Obama: More Rounds to Fight
In a 20-minute news conference at an airport hotel, before Mr. Obama flew back to Washington, he urged voters – and, more specifically, the party super delegates – to begin thinking about how Democrats would take on Senator John McCain of Arizona, the front-runner for the Republican nomination.
The race, he said, could turn on independent-minded voters.
“If you’ve got a lot of voters who are choosing between me and McCain, but not choosing between McCain and Senator Clinton, then we’ve got a problem,” Mr. Obama said. “And that’s part of what the super delegates are going to have to consider is who matches up best with a John McCain, who can appeal to independents in an effective way and who can even peel off some Republicans.”

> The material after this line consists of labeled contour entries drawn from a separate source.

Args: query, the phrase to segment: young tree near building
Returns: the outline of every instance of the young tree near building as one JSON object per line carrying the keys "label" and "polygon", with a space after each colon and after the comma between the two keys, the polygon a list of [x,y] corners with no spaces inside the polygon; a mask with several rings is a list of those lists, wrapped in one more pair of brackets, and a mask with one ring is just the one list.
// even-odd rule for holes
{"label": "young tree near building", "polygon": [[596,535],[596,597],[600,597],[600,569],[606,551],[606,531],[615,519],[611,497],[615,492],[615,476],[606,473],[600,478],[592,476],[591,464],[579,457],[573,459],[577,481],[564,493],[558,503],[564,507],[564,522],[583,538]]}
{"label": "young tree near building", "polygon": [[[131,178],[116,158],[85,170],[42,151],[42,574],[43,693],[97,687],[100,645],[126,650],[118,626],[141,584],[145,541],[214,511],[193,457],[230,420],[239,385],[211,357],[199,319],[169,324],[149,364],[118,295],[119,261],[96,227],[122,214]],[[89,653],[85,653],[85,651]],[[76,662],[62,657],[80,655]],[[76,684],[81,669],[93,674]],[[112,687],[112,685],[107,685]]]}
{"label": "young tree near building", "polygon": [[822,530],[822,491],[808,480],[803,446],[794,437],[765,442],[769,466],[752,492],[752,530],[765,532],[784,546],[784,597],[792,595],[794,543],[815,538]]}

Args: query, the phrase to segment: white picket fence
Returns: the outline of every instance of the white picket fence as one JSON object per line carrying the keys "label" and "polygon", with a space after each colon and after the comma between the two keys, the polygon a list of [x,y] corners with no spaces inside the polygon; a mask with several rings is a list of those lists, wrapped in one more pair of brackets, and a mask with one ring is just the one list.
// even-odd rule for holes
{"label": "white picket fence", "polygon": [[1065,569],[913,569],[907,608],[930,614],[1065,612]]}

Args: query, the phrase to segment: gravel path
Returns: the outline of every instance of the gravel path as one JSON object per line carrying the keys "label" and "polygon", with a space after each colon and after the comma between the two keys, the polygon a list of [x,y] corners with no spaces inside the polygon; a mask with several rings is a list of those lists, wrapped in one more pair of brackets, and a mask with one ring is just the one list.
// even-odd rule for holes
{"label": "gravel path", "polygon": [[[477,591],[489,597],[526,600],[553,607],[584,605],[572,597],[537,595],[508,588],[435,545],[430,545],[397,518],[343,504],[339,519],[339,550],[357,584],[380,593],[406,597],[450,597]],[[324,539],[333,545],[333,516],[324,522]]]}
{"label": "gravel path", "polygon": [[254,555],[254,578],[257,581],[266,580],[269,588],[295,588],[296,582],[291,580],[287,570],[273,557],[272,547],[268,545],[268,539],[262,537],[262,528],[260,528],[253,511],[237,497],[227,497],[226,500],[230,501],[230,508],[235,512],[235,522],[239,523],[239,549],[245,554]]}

CHICAGO -– On the morning after Super Tuesday, as ballots were still being counted in some states and delegates were still being tripled-checked, Senator Barack Obama conceded -– reluctantly -– the term “underdog” may no longer be an apt description.
“We are less of an underdog than we were two weeks ago,” Mr. Obama told reporters here. “Two weeks ago, we were a big underdog, now we’re a slight underdog.”
In a news conference here today, Mr. Obama walked through the election results from the biggest day of the 2008 Democratic presidential race. He professed it to be an “extraordinary night,” but continued to assert that Senator Hillary Rodham Clinton holds the advantages in the protracted fight for the nomination.